DNase treatment for RNA purification - (Apr/23/2004 )
I isolated total bacterial RNA and treated with DNase once time, and then suspended it into TE buffer, but the gel-running showed that there are still some contaminating DNA in it, so it is necessary to treat it with DNase. It seems that DNase reaction solution dont contain TE buffer, just RNase-free water, who would like tell me how to do it ?
I don't understand why you didn't get rid of DNA after DNase I treatment, have you followed the right procedures?
Not sure what you are saying
Check here at Ambion http://www.ambion.com/techlib/tb/tb_181.html.
Three methods of removing DNA contamination are described as follows.

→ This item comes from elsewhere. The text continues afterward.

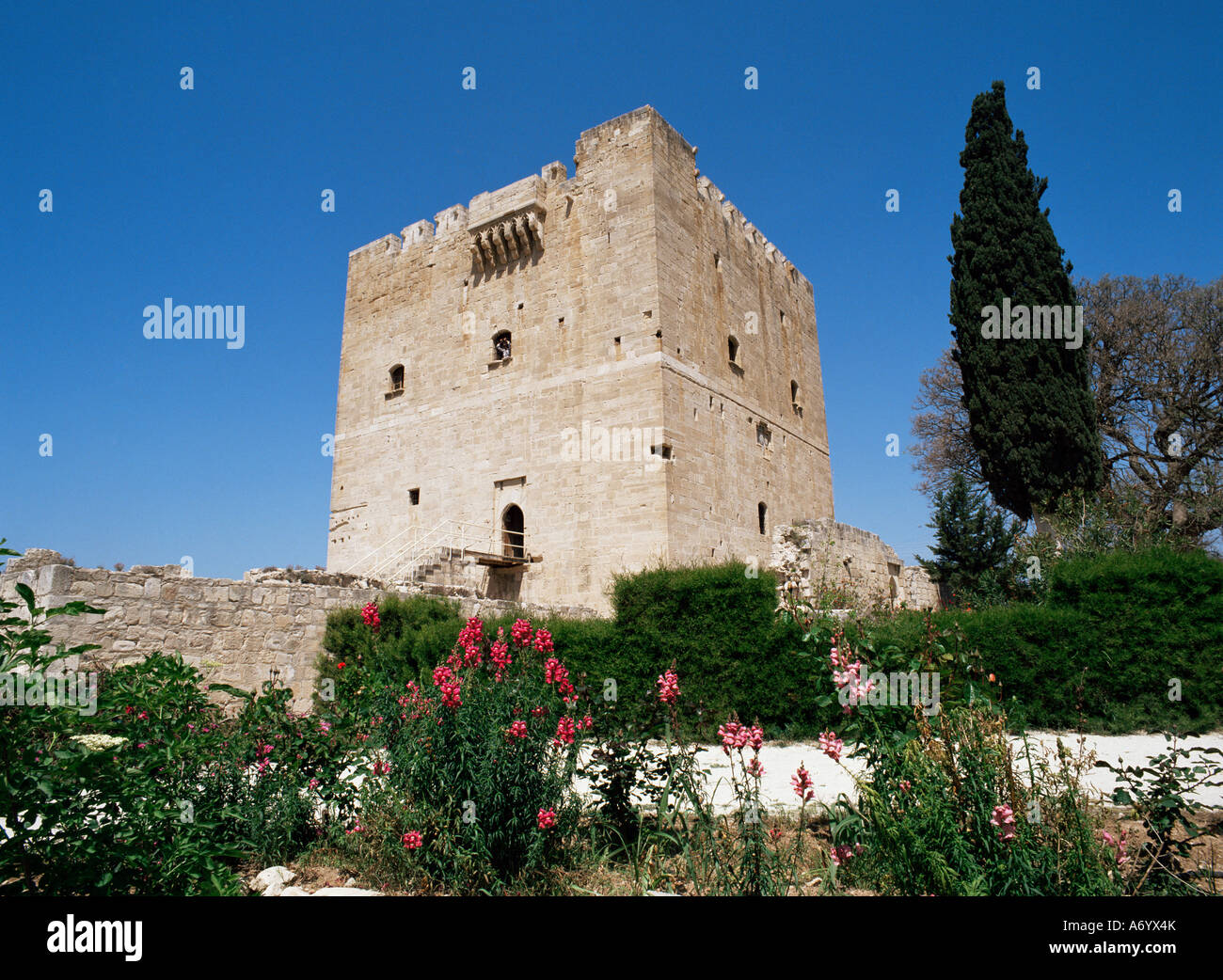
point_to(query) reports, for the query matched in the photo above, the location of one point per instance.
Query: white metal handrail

DNase is an endonuclease that cleaves DNA by breaking phosphodiester bonds. It must be inactivated or removed from the reaction prior to PCR, otherwise, it may digest newly amplified DNA. For this study, we tested 2 concentrations of DNase I (10 and 50 µl DNase I/ml sample) and four DNase I inactivation/removal methods:
Chelation with 20 mM EDTA
Heating at 70C for 5 minutes
Proteinase K digestion followed by phenol/chloroform extraction and NH4OAc/EtOH precipitation
Protein removal using Ambion's RNAqueous Kit
Acid phenol:chloroform extraction
Acid phenol:chloroform (5:1 phenol:CHCl3; pH 4.7) extraction partitions DNA into the organic phase. The RNA remains in the aqueous phase and can be subsequently recovered by precipitation.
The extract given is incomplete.